As India looks to scale up its capability multifold to test suspected cases of novel corona virus (COVID-19) infections in the eventuality of a community outbreak, its current strategy of conducting diagnostic tests free of cost will come under immense strain.
The major stumbling block in the ongoing negotiations with private diagnostic laboratories and the Indian Council of Medical Research (ICMR) to offer COVID-19 tests through private networks in addition to the government facilities where it is done today will also be the ICMR clause that reliable test should be offered free of cost by private labs.
Industry sources say that that unless government finds a way to help private sector laboratories meet their cost, the collaboration may not work. Every COVID-19 test carried out by laboratories in the ICMR network and other government labs costs around Rs 4,500 (Rs 1,500 for the first step screening assay and Rs 3,000 for confirmatory assays) today. A similar test, using diagnostic kit supplied by the same company - ICMR tests are known to be carried out by using kits supplied by US firm Thermo Fisher Scientific - is likely to cost the same for private players too.
In addition to Thermo Fisher, Swiss firm Roche Diagnostics is also offering COVID-19 tests. Both the tests are known to have been cleared by the Indian drug regulator - Drugs Controller General of India.
Incidentally, a home grown company Trivitron Healthcare, claims to be just weeks away from developing a highly economical COVID-19 test kit. "The prototype is ready and we are doing the lab validation now. It will be sent for external non-clinical validation by next week, hopefully to National Institute of Virology," G S K Velu, CMD Trivitron, says.
According to him, post validation, it will take maximum three weeks to be ready for commercial launch. "It can then be sold to either government labs or private labs. We are targeting to see that a single test costs as low as Rs 500." the Trivitron CMD says.
Velu says his company's Chinese joint venture partner has already got its COVID-19 test kit approved in China and their support and expertise helped Trivitron develop its COVID-19 testing kit before any other Indian firm. "We can do up to 700,000 tests per day in our factory in Chennai. I mean those are number of the patient sample test kits that we can supply in a day. Volume will not be a problem".

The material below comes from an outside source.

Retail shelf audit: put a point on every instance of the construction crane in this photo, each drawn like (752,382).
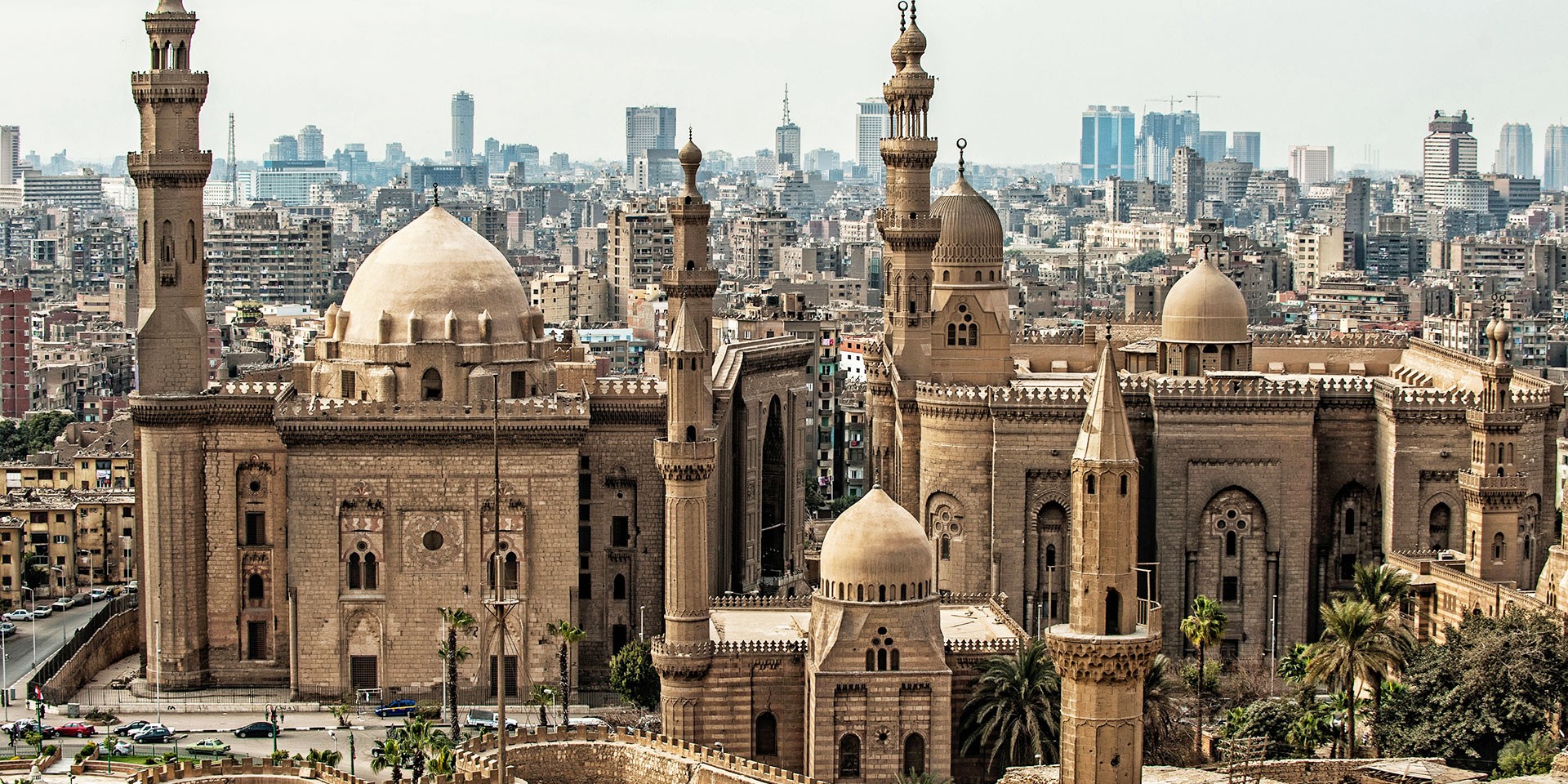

As Indian players offer cost effective solutions, the question before ICMR will be to see which one it wants to choose, and whether it can get private diagnostic labs agree to carry out tests based on the platforms developed by Indian firms.
On March 17, ICMR issued guidelines for private sector laboratories intending to initiate COVID-19 testing. It said that laboratory test should be only offered when prescribed by a qualified physician as per ICMR guidance for testing.
Another condition was that since the guidance evolves periodically, the latest revised version should be followed by the laboratories. ICMR is also to share the standard operating procedures (SOPs) for laboratory testing and provide positive controls for establishing the test as soon as the concerned private laboratory has procured the primers, probes and reagents as per SOPs. Adoption of commercial kits for testing should be based on validations conducted by ICMR-National Institute of Virology (NIV), Pune, it said. The need for appropriate biosafety and biosecurity precautions while collecting samples from a suspect patient was stressed. The guideline also called for the creation of a disease specific separate collection site. The private testing laboratories will also have to ensure immediate/ real-time reporting to the state officials of IDSP (Integrated Disease Surveillance Program of Govt. of India) and ICMR for timely initiation of contact tracing and research activities, the guideline said. Labs seem to be willing to go by all other conditions except the first - that calls for free of cost tests.